As empresas paranaenses são Petrus Brasileira de Petróleo (Curitiba), Petrotiba Petróleo (Curitiba), SPK Petróleo (Curitiba), Jatobá Distribuidora de Petróleo (Cascavel), Águia Distribuidora (Maringá) e Folker Distribuidora de Combustíveis (Jaguariaíva). A Folha procurou todas as empresas, mas só conseguiu contato com a Águia Distribuidora (ver box).
As distribuidoras de Curitiba não têm telefones na lista. O endereço fornecido pela Petrus para a ANP é, na verdade, do escritório de contabilidade Miroslaw e Samofal. Fazemos a contabilidade deles. Acho que essa empresa está parada, afirmou a secretária do escritório. A SPK tem o telefone ligado a um aparelho de fax; na Petrotiba, ninguém atendeu ao telefone; a Folker e a Jatobá não têm telefone na lista.
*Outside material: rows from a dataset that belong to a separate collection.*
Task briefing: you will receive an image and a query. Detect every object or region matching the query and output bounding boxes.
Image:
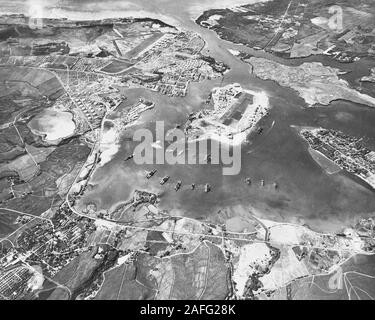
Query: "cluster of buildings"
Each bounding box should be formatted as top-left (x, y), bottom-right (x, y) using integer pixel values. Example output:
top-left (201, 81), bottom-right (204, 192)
top-left (301, 128), bottom-right (375, 188)
top-left (125, 32), bottom-right (227, 97)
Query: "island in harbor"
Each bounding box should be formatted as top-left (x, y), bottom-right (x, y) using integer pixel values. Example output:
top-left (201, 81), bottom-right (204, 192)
top-left (185, 83), bottom-right (270, 145)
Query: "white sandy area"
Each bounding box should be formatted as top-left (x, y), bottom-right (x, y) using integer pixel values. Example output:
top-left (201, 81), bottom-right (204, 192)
top-left (260, 247), bottom-right (309, 290)
top-left (29, 109), bottom-right (76, 141)
top-left (27, 266), bottom-right (44, 291)
top-left (99, 127), bottom-right (120, 166)
top-left (233, 243), bottom-right (271, 296)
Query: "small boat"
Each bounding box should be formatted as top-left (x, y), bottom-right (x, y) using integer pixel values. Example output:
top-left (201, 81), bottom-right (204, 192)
top-left (204, 183), bottom-right (211, 193)
top-left (146, 169), bottom-right (157, 179)
top-left (159, 176), bottom-right (169, 185)
top-left (124, 154), bottom-right (134, 161)
top-left (174, 180), bottom-right (182, 192)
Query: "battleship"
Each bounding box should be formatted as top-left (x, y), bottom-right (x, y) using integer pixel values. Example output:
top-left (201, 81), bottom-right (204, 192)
top-left (204, 183), bottom-right (211, 193)
top-left (146, 169), bottom-right (157, 179)
top-left (174, 180), bottom-right (182, 192)
top-left (159, 176), bottom-right (169, 185)
top-left (124, 154), bottom-right (134, 161)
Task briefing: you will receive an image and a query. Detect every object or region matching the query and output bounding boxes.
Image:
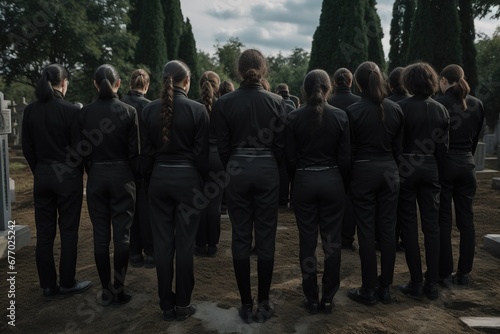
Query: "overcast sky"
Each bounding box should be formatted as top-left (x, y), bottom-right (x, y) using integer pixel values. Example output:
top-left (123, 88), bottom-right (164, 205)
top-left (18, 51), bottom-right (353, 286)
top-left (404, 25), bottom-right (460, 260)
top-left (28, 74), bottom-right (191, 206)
top-left (181, 0), bottom-right (500, 58)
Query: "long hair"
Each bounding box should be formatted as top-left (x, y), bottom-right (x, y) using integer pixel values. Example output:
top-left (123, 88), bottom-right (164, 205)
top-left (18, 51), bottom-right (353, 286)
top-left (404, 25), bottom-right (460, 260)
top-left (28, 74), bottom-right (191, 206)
top-left (160, 60), bottom-right (191, 146)
top-left (94, 64), bottom-right (120, 100)
top-left (200, 71), bottom-right (220, 114)
top-left (440, 64), bottom-right (470, 111)
top-left (354, 61), bottom-right (387, 120)
top-left (304, 69), bottom-right (332, 125)
top-left (35, 64), bottom-right (69, 102)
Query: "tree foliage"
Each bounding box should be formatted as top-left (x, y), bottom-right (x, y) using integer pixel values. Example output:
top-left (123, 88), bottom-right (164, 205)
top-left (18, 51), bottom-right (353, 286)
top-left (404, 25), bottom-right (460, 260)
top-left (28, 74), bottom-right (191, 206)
top-left (388, 0), bottom-right (416, 72)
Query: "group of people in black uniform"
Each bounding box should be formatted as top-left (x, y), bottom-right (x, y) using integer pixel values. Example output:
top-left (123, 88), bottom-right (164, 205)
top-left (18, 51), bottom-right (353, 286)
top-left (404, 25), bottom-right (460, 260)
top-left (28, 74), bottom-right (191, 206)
top-left (23, 49), bottom-right (484, 323)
Segundo o presidente do Sindicato do Comércio Varejista de Combustíveis (Sindicombustíveis), Roberto Fregonese, a decisão da ANP atende a uma reinvindicação antiga dos donos de postos de gasolina. Há muitas pequenas distribuidoras que não conseguiram cumprir as exigências da ANP e outras estavam sonegando imposto mesmo, afirmou Fregonese.
O baixo preço da gasolina em muitos postos de combustíveis seria uma consequência da adulteração de produtos feita pelas pequenas distribuidoras. Enquanto o preço do litro da gasolina comum gira em torno de R$ 0,80 e R$ 0,82 em postos que compram combustível das grandes distribuidoras, alguns estabelecimentos conseguem praticar preços de até R$ 0,68. Sem adulteração do produto é impossível ter um preço assim, acusou Fregonese.
Um levantamento feito pelo governo de São Paulo constatou que 30% do combustível vendido na cidade estava adulterado. Não há um estudo sobre a situação nos postos paranaeses. A mistura preferida de algumas distribuidoras é o exano ou a própria água. Para as grandes distribuidoras, o fechamento das pequenas representa o retorno ao domínio de mercado. Há quatro anos, havia as seis grandes multinacionais que dominavam a venda de combustíveis. Hoje há 200 empresas no setor.